In the game of bridge, four players are dealt 13 cards each from a well-shuffled deck of 52 playing cards. What is the probability that one of the players holds a hand that is made up of only one suit?

Homework Equations

_nC_r = n!/(r!(n-r)!)

The Attempt at a Solution

I know that when 1 player is dealt all of one particular suit, it should be 4/₅₂C₁₃
But for some reason, the answer at the back of the book for this question is very strange:
([(4²*39!)/(13!³*3!) - (6²*26!)/(13!²*2!) + 24] / (52!/(13!⁴*4!)

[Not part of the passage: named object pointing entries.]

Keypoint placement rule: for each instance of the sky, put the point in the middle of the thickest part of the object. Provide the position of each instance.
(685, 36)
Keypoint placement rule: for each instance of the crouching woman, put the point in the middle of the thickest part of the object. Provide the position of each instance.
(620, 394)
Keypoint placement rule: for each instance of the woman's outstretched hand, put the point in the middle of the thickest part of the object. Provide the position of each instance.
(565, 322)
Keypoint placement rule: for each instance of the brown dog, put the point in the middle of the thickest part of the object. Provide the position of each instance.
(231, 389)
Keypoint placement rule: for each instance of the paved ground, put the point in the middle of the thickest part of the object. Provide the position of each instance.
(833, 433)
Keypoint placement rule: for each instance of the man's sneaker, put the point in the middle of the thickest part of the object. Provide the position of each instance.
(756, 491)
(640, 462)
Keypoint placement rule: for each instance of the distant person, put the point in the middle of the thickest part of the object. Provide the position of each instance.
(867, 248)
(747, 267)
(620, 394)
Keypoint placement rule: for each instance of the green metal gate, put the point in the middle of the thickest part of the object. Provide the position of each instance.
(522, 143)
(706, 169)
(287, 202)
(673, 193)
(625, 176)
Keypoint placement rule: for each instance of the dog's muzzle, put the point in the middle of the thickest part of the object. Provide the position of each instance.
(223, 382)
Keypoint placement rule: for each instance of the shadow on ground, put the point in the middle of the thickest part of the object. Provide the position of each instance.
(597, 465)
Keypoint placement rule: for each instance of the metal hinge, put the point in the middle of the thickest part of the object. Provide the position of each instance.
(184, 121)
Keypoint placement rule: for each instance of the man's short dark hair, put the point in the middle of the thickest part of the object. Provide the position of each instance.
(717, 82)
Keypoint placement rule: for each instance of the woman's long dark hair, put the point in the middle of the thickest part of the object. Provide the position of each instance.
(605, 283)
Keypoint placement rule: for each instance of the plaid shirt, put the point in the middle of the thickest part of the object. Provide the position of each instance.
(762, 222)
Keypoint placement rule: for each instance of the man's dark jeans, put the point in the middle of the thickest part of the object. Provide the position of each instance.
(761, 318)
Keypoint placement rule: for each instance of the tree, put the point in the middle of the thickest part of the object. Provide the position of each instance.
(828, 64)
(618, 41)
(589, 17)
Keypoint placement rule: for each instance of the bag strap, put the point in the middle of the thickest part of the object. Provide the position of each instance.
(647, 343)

and this isn't equal to 4/₅₂C₁₃...

Since I already have the answer, I would like a thorough explanation of why it is so...
Thanks a lot!
:)

 

[Hurkyl]

You have stated three different problems in your post!

1. What are the odds that exactly one person is dealt an entire suit
2. What are the odds that one person is dealt an entire suit
3. What are the odds that one particular person is dealt an entire suit

I imagine you will be able to solve things yourself once you can recognize how these are three different problems.

 

[ti-84minus]

Thanks for the reply!
But I still do not recognize the difference between those three.
exactly one person,

one person,

one particular person.
Shouldn't they all equal to 4/₅₂C₁₃.

 

[happyg1]

You have to account for the possibility that 2 or 3 or 4 are all dealt the same suit...that's where the exactly one, one particular comes in.

 

[HallsofIvy]

Thanks for the reply!
But I still do not recognize the difference between those three.
exactly one person,

exactly one of East, West, North, or South is dealt all the same suit

one person,

At least one but possibly more are dealt all the same suit.

one particular person.

North is dealt all the same suit.

(or "South is dealt all the same suit" or "East is dealt all the same suit" or "West is dealt all the same suit". Those four have the same probability.)

Shouldn't they all equal to 4/₅₂C₁₃.